In the realm of deep learning, ROCm continues to support various frameworks, including Taichi and Megablocks, enhancing its ecosystem for high-performance computing. The release notes detail the updates, known issues, and upcoming changes, ensuring developers are well-informed about the evolving landscape of ROCm.
Looking ahead, users can expect further enhancements in future releases, particularly regarding the HIP runtime API, which aims to achieve greater alignment with CUDA APIs and improve overall efficiency. For detailed information on compatibility, changes, and tutorials, developers are encouraged to consult the ROCm documentation.
In summary, ROCm 6.4.3 marks a significant step forward in AMD's commitment to advancing the capabilities of its GPU ecosystem for deep learning and HPC applications. The ongoing updates and strategic changes reflect AMD's focus on providing developers with robust tools and support, paving the way for innovative applications and improved performance in computational tasks
ROCm 6.4.3 released
AMD has released ROCm 6.4.3, a significant release that addresses multiple issues, featuring updates for AMD Radeon PRO and Radeon GPU drivers, enhancements to ROCm SMI, and improvements to ROCm documentation. The update addresses a problem that was leading to performance degradation in communication operations due to heightened latency in specific RCCL applications. The update addresses a problem in the AMDGPU driver's scheduler constraints that may lead to failures in queue preemption during workload execution.
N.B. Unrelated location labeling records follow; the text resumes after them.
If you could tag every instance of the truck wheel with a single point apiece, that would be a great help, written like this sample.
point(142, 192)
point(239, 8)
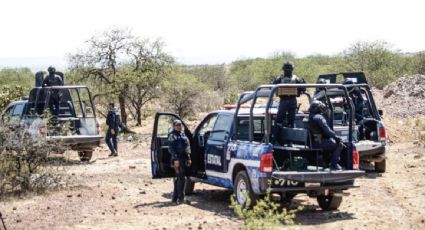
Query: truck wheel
point(189, 186)
point(85, 155)
point(243, 190)
point(380, 166)
point(329, 202)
The ROCm documentation is being consistently updated to offer clearer and more comprehensive guidance tailored to a diverse range of user needs and use cases.
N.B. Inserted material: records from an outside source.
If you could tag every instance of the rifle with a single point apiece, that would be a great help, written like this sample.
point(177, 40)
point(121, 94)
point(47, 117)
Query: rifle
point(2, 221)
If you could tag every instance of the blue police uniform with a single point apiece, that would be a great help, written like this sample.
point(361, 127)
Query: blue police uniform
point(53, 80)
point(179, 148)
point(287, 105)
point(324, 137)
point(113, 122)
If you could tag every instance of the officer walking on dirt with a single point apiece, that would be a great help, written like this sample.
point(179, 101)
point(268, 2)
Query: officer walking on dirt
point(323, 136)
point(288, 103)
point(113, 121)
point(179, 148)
TThe release includes five new tutorials specifically designed for AI developers, which cover topics such as inference, ChatQnA vLLM deployment and performance evaluation, text-to-video generation with ComfyUI, DeepSeek Janus Pro on CPU or GPU, DeepSeek-R1 with vLLM V1, and GPU development and optimization. AMD ROCm offers a robust ecosystem for deep learning development, featuring support for Taichi, a streamlined library designed for mixture-of-experts training, along with updated information on hardware and library support. The support for the operating system and hardware remains consistent in this release.